Would need help on how to extract the multiple passport numbers matching after a passport keyword using a regex’s
Text:
my friends passport numbers are V123456, V123457 and V123458
Regex:
(?<=passport)\s*(?:\w+\s){0,10}\s*(\b[a-zA-Z]{0,2}\d{6,12}[a-zA-Z]{0,2}\b)
Expected matches output:
V123456
V123457
V123458
Actual output:
V123456
>Solution :
You can’t rely on a lookbehind here since you would need a pattern of an indefinite length. It is supported, but only in recent Java versions.
You may use a pattern based on the \G operator:
(?:\G(?!\A)|\bpassport\b).*?\b([a-zA-Z]{0,2}\d{6,12}[a-zA-Z]{0,2})\b
See the regex demo.
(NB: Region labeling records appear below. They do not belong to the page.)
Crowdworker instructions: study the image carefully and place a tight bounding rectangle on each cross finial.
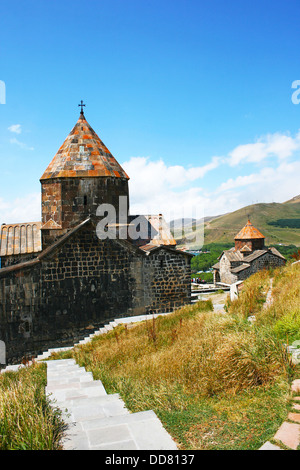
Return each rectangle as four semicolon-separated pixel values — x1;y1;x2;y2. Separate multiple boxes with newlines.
78;100;85;114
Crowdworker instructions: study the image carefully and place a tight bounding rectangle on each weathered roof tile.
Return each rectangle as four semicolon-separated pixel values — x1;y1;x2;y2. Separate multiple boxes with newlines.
41;114;129;180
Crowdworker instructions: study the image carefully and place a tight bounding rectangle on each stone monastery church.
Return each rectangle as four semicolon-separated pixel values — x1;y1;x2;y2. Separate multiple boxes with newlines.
0;108;191;363
213;220;286;284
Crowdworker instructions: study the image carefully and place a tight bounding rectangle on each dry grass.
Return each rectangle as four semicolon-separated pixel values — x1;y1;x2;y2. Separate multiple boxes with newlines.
51;267;300;449
0;364;64;450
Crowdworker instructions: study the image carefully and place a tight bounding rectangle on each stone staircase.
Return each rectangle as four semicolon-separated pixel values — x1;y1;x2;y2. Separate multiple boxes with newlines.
46;359;177;450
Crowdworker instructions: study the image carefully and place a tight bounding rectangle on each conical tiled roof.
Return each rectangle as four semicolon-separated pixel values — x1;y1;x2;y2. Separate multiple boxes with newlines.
234;220;265;240
41;112;129;180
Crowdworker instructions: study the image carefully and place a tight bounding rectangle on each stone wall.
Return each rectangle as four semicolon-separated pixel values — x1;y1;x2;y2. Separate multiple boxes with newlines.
0;222;190;363
144;248;191;313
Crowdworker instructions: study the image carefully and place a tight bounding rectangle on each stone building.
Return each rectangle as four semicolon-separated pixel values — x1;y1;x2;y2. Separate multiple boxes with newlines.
0;111;191;363
213;220;286;284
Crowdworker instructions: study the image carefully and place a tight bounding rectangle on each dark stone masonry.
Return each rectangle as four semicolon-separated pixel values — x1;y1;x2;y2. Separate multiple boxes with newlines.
0;114;191;364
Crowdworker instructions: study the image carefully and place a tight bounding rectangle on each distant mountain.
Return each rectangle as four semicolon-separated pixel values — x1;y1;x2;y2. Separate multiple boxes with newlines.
175;195;300;248
285;194;300;204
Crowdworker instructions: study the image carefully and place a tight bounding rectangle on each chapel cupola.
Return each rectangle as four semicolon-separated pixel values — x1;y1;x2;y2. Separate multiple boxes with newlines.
234;219;265;256
40;102;129;248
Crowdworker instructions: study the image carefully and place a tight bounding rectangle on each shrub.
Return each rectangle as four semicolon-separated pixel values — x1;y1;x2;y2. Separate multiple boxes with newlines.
274;310;300;344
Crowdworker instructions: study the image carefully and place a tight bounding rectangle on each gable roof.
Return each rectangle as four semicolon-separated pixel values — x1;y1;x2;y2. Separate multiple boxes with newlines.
0;222;42;256
234;220;265;240
41;113;129;181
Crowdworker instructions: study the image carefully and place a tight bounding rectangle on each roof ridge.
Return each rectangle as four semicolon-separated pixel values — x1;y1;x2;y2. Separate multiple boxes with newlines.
41;114;129;181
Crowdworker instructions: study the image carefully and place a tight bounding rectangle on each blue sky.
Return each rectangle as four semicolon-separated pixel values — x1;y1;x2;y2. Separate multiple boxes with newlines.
0;0;300;223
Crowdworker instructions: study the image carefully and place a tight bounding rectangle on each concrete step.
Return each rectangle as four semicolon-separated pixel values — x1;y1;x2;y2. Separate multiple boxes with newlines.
46;382;107;402
46;359;177;450
64;411;177;450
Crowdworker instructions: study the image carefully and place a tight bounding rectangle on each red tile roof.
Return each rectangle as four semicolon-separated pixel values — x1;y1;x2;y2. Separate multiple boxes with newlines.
234;220;265;240
0;222;42;256
41;114;129;180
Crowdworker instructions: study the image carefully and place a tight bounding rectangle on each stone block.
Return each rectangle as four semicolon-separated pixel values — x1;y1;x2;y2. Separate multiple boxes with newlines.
274;422;300;450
Pattern details:
(?:\G(?!\A)|\bpassport\b)– either a whole word passport (\bpassport\b) or (|) the end of the previous successful match (\G(?!\A)).*?– any zero or more chars as few as possible (since the pattern is compiled withPattern.DOTALL, the.can match any characters including line break characters)\b([a-zA-Z]{0,2}\d{6,12}[a-zA-Z]{0,2})\b– a whole word that starts with zero, one or two ASCII letters, then has six to 12 digits and ends with zero, one or two ASCII letters.
See the Java demo below:
String s = "my friends passport numbers are V123456, V123457 and V123458";
String rx = "(?:\\G(?!^)|\\bpassport\\b).*?\\b([a-zA-Z]{0,2}\\d{6,12}[a-zA-Z]{0,2})\\b";
Pattern pattern = Pattern.compile(rx, Pattern.DOTALL);
Matcher matcher = pattern.matcher(s);
while (matcher.find()){
System.out.println(matcher.group(1));
}
Output:
V123456
V123457
V123458